The deeper tree has more leaves, but its test MAE is worse. More rules do not automatically mean better generalization.

When to Use a Single Decision Tree

Use a single tree when you need:

a quick, explainable baseline;
simple rule extraction for a business process;
a visual way to explain non-linear splits;
a stepping stone before Random Forest or boosting.

Avoid relying on a single tree when:

small data changes create very different trees;
test score drops far below train score;
the problem needs the accuracy and stability of ensembles.

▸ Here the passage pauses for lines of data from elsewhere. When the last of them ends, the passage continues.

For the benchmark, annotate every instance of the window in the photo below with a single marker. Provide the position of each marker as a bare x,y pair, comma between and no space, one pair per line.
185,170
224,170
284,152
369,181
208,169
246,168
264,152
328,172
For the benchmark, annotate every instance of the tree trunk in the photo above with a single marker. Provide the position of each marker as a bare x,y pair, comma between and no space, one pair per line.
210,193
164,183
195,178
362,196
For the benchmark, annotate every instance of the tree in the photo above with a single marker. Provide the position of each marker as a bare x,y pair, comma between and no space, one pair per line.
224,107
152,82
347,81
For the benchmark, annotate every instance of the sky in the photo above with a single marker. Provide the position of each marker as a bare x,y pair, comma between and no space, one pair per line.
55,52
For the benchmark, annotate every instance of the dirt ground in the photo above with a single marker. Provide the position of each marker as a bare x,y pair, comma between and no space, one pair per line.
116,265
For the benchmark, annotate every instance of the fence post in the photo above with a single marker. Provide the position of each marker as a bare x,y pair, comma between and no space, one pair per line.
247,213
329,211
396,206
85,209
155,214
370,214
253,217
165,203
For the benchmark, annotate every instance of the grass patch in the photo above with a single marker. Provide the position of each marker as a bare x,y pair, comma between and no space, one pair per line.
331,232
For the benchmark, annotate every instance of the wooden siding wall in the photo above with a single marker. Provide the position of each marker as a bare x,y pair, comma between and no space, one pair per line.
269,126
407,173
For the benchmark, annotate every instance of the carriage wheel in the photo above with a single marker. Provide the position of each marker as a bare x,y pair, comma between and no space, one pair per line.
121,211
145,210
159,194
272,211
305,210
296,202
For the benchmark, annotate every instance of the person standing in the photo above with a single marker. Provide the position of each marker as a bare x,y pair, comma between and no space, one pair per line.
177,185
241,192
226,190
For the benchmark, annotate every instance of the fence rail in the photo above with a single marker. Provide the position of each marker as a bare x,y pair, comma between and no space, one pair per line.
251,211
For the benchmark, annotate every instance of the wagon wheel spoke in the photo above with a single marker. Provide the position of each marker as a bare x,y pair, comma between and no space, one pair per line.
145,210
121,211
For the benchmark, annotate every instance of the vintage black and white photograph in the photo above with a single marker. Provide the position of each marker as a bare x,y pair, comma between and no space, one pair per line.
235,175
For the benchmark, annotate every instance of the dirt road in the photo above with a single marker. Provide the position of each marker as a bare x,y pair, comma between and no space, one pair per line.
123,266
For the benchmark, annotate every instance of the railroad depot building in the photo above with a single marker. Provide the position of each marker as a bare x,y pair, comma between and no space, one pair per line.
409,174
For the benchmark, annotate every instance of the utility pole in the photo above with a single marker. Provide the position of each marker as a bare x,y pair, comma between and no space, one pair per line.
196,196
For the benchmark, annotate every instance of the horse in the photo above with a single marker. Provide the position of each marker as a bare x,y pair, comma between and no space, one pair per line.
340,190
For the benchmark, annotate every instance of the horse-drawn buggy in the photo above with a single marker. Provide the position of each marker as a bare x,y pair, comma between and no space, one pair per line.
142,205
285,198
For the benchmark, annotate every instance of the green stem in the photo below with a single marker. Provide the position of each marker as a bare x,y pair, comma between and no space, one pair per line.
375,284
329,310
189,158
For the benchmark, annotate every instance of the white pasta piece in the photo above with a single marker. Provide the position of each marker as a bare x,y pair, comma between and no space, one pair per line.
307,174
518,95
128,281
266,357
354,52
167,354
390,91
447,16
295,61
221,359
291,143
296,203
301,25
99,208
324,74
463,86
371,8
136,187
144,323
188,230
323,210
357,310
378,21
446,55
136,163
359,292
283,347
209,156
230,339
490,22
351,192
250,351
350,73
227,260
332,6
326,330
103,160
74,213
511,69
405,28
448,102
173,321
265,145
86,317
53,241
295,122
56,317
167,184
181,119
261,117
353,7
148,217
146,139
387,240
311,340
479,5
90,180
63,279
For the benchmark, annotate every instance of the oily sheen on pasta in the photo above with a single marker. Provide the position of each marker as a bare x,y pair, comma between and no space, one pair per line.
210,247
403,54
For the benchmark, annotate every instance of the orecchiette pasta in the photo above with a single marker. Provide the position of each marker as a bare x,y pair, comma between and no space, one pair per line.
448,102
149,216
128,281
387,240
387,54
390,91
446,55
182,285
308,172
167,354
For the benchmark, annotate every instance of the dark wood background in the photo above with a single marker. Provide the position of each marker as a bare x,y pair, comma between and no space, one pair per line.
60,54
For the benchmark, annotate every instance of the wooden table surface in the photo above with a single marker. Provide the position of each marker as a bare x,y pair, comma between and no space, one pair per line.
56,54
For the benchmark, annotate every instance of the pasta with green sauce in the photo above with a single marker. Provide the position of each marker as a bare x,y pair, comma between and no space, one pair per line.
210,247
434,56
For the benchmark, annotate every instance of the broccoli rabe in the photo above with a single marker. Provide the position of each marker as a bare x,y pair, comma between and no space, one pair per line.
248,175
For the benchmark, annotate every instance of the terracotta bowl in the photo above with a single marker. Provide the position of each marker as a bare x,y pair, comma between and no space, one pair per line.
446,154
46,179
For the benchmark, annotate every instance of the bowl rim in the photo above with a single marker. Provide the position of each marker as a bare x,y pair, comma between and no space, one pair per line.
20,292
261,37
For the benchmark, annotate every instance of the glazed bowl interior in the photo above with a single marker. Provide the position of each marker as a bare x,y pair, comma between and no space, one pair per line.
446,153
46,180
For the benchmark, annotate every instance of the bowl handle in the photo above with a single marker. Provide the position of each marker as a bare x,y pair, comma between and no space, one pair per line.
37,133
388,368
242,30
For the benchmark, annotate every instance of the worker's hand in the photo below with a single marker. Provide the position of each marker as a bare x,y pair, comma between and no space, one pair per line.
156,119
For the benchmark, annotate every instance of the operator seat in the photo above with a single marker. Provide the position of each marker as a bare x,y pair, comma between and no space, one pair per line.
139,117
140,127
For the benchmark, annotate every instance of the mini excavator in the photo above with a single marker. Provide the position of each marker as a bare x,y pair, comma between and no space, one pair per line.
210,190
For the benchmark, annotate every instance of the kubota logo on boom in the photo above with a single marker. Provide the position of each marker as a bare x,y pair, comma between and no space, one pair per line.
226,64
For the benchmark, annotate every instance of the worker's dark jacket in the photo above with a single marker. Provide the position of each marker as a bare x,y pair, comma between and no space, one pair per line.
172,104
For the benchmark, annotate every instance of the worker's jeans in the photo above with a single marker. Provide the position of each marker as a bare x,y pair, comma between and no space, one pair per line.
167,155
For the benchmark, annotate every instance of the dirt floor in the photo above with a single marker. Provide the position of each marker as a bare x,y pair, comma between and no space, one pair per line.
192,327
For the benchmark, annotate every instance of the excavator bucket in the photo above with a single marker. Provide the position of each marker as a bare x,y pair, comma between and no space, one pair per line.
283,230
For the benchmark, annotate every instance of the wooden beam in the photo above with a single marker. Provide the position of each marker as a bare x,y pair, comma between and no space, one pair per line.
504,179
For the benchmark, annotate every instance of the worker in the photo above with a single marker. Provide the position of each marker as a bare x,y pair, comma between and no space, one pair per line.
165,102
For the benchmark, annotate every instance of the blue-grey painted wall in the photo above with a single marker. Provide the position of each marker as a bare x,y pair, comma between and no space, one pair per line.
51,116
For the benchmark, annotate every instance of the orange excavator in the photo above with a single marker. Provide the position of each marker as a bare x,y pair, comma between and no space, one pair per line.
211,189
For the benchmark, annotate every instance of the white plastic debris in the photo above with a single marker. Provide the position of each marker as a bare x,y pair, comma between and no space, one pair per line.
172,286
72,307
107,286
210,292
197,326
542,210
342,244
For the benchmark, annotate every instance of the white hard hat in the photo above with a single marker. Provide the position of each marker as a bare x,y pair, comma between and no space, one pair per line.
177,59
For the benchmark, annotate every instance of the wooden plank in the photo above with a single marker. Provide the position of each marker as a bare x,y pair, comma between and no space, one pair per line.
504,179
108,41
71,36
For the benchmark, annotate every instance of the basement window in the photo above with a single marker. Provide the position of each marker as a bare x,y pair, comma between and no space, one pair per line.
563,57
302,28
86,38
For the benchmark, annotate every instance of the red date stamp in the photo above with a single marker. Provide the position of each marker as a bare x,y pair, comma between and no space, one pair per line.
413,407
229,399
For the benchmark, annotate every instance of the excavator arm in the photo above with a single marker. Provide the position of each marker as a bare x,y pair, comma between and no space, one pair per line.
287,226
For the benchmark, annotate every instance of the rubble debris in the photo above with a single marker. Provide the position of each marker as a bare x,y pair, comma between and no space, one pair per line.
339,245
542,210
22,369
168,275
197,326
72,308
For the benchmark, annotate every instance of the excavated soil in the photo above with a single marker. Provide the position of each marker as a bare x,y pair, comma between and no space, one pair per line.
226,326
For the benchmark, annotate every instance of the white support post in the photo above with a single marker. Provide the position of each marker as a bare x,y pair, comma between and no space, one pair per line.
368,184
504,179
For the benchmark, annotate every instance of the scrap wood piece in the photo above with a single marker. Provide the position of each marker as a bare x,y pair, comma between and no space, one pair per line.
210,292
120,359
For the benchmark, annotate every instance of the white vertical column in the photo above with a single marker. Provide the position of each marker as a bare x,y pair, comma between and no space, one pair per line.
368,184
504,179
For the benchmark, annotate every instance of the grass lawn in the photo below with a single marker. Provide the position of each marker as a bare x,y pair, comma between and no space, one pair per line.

Practical Debugging Checklist

Symptom	Likely cause	Fix
Train score is high, test score is low	tree is too deep	lower `max_depth`, increase `min_samples_leaf`, try pruning
Tree has many tiny leaves	memorizing rare cases	increase `min_samples_leaf`
Feature importance feels misleading	correlated or high-cardinality features	verify with permutation importance
Rules are hard to read	tree is too large	train a smaller explanation tree, or summarize paths
Regression tree predictions look blocky	leaf averages create step outputs	compare with linear models, random forests, or gradient boosting

Practice

Change min_samples_leaf from 3 to 1, then to 10. What happens to leaves and test accuracy?
Change criterion to "entropy". Does the tree choose the same first split?
Print export_text() for a tree with max_depth=2. Is it easier to explain?
Replace the Iris features with all four features. Does feature importance change?
In the regression section, compare DecisionTreeRegressor with the linear regression lesson’s baseline.

Reference implementation and walkthrough

min_samples_leaf=1 usually creates more leaves and can overfit. 10 creates a simpler tree; test accuracy may improve if the old tree was too specific, or drop if it becomes too coarse.
Entropy and Gini often choose similar splits, but they are not guaranteed to match. Compare the first rule and the resulting test score.
A depth-2 tree is much easier to explain because it has only a few rules, but it may miss detail that a deeper tree captures.
Using all four Iris features can change importances and splits. Treat importance as a model diagnostic, not proof of causality.
Regression trees produce step-like predictions based on leaf averages. Compare RMSE/MAE against the linear baseline and inspect residual examples before deciding which is better.

Evidence to Keep

Keep this page’s proof of learning as a small evidence card:

Task: regression or classification problem with target definition
Model: linear/logistic/tree/ensemble/SVM configuration and train/test split
Metric: regression error, accuracy/F1, threshold curve, or confusion matrix
Failure Check: overfitting, underfitting, feature scaling, threshold choice, or class imbalance
Expected Output: model result plus error samples or residual review

Pass Check

You are done when you can explain:

a tree learns by choosing splits that make child nodes cleaner;
deeper trees can memorize training data;
max_depth, min_samples_leaf, and ccp_alpha control complexity;
feature importance is useful but not automatically causal;
regression trees output leaf averages, so predictions are step-like.